One of my legal boys pointed out that if a particular family has only a few aged workers left on station and they get that or another untreatable dementia, they aren’t going to have eligible next-of-kin around. And worse, if they don’t get sunsetters and whoever’s on their Station Council gets greedy, they might get legally robbed?

Any ideas?—Adamou


Embryo rights. Including property rights. Their next of kin will be in the freezer waiting to be born. So we write the contract so that their unborn family member inherits from grandma and grandpa before the Council does.


Pascaline,

Not that again. If we arrange it so our fertilized embryos are property owners, there’d be a scramble for who gets to gestate them. We want most people to be having their own natural babies on that station!

—Adamou


Yeah, let them think it’s all about us. But this is a protection for all the singles or non-fertile couples who spend their whole lives as hard-working ringers. Those folks can, if they want, fertilize some embryos and put them in cryo with ours to inherit their own voting rights after the kids are born and pass a Maturity Test.

Besides, our embryos deserve to get as much chance as anyone else’s to get born. And what about the children of the other crew on the ship who won’t have as much wealth? We want them to get a chance to be born too.

We don’t know how dangerous this trip will turn out to be. But we know what happened to the Mars missions before Mars Ship Salt Lake’s Own finally had their brilliant success. It’s reasonable to expect that taking every precaution for the future children by separating them from our own bodies will help. And for those crew who don’t live to reach the Rings, we want to ensure that their posterity gets what is due them.


Pascaline!

It won’t work. No one is going to gestate the last member of the scullery worker’s blood line.
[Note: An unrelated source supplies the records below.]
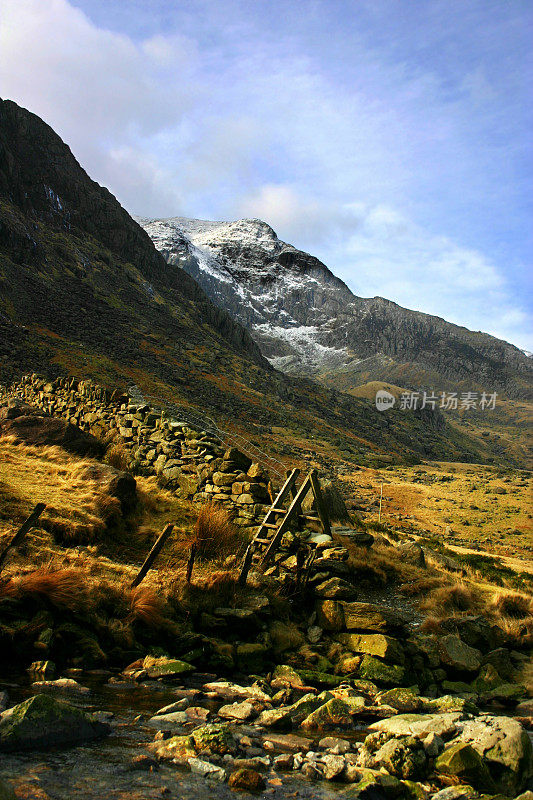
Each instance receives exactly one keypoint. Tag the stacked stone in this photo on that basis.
(189, 461)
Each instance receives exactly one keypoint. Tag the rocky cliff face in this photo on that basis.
(308, 322)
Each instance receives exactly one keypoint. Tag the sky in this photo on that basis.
(390, 138)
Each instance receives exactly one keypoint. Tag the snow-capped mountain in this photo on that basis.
(307, 321)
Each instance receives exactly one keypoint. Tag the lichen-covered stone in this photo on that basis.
(44, 721)
(462, 761)
(377, 671)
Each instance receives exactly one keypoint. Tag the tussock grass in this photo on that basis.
(78, 509)
(117, 456)
(215, 535)
(445, 600)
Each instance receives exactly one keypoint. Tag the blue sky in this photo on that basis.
(391, 138)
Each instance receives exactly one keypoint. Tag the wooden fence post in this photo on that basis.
(190, 562)
(22, 531)
(152, 555)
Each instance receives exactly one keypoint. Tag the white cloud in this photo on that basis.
(384, 169)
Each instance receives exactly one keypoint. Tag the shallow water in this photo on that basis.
(101, 770)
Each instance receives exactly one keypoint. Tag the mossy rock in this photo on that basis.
(462, 761)
(42, 721)
(164, 667)
(315, 678)
(335, 712)
(377, 671)
(216, 738)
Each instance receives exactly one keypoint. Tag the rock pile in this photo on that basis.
(194, 463)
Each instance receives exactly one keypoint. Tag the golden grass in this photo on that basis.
(77, 509)
(443, 600)
(215, 535)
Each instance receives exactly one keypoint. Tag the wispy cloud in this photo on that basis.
(390, 139)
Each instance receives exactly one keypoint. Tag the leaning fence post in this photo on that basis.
(190, 562)
(22, 531)
(152, 555)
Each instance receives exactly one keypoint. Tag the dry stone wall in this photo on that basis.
(192, 462)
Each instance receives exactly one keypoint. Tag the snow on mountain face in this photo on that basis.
(285, 297)
(307, 321)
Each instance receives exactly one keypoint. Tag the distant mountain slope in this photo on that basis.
(308, 322)
(84, 292)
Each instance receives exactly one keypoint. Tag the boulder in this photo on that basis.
(6, 791)
(240, 712)
(207, 770)
(505, 748)
(164, 667)
(43, 721)
(371, 617)
(378, 672)
(462, 761)
(374, 644)
(176, 748)
(285, 636)
(336, 589)
(420, 725)
(403, 700)
(335, 712)
(216, 738)
(284, 676)
(246, 780)
(458, 656)
(330, 615)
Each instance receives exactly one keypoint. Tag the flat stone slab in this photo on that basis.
(444, 725)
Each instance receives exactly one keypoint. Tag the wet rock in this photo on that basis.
(289, 742)
(175, 748)
(377, 671)
(403, 700)
(334, 712)
(284, 675)
(144, 764)
(64, 685)
(284, 762)
(285, 636)
(43, 721)
(457, 655)
(371, 617)
(505, 748)
(306, 705)
(164, 667)
(330, 615)
(374, 644)
(462, 761)
(207, 770)
(6, 791)
(334, 745)
(179, 705)
(247, 780)
(336, 589)
(279, 718)
(233, 691)
(403, 757)
(216, 738)
(237, 711)
(444, 725)
(169, 722)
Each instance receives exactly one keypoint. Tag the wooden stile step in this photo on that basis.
(286, 516)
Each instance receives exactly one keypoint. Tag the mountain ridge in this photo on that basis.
(308, 322)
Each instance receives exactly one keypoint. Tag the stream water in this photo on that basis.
(102, 770)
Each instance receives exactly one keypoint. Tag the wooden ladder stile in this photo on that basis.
(278, 520)
(261, 536)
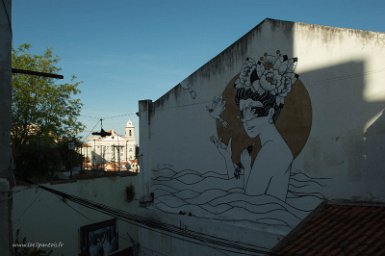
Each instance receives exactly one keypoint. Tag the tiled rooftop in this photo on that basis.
(337, 228)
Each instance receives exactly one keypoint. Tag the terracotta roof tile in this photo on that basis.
(338, 228)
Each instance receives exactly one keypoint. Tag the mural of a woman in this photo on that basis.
(259, 95)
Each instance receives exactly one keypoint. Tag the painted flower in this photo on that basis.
(247, 68)
(275, 75)
(216, 109)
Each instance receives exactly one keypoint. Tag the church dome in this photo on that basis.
(129, 123)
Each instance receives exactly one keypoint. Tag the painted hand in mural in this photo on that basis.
(216, 109)
(225, 151)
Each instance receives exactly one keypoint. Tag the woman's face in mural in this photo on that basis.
(253, 117)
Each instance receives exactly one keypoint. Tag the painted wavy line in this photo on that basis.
(218, 201)
(302, 194)
(189, 171)
(175, 191)
(251, 221)
(299, 172)
(219, 194)
(280, 215)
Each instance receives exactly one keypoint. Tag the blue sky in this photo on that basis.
(128, 50)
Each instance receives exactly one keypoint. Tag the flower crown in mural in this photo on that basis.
(273, 74)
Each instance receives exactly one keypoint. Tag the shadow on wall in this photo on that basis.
(344, 145)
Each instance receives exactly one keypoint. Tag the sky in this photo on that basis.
(124, 51)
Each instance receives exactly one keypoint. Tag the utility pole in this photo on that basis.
(6, 171)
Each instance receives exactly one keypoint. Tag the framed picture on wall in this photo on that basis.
(99, 239)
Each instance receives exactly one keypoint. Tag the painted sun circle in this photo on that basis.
(294, 122)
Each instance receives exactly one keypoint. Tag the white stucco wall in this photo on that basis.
(43, 217)
(342, 72)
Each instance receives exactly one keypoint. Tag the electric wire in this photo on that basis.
(163, 228)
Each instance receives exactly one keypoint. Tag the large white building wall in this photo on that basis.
(331, 122)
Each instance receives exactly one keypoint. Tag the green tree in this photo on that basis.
(44, 112)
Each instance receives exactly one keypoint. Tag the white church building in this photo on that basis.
(113, 152)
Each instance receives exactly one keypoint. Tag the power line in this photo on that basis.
(163, 228)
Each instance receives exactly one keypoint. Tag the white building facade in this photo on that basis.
(247, 146)
(111, 153)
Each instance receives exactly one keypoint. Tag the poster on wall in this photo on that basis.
(99, 239)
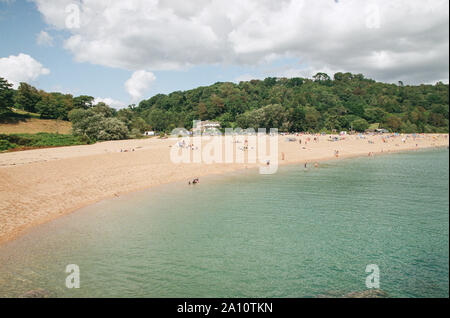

Even with all we can do to protect the wee blastocysts, the womb mothers are going to have to take highly uncomfortable drugs to get their uteruses ready to possibly accept implantation, there is going to be a way higher than usual hypertension rate —especially in cases where the womb mother shares no DNA at all with the genetic mother or genetic father of the blastocyst—and also data suggests these pregnancies are going to have extreme miscarriage rates on top of everything else.

I had the lawyers try to come up with schemas where the parents or even the womb mothers alone get paid for the gestation attempt, but intentional miscarriage after the blood work shows that the fetus is a sanitation crew’s baby are just way too likely. We can’t depend on the descendants being saintly.


Got it. I adjusted the terms.

Now it is going to be illegal to compare genetic testing to the voter database, born or not, until a person has passed a Maturity Test.

And I made it so everyone on the RSC Chawla has to sign this before launch. Surprised the air lasted this long.

I love you.


I love y…

* * *

Jules Sadou signed on as First Crew Commander without making a report to anyone. He claimed the right to be the first to sign the Pascaline-Adamou Compact.

Ronnie Aanderson and his wife Cynthia signed in the days that followed before launch as did every other member of the RSC Chawla First Crew.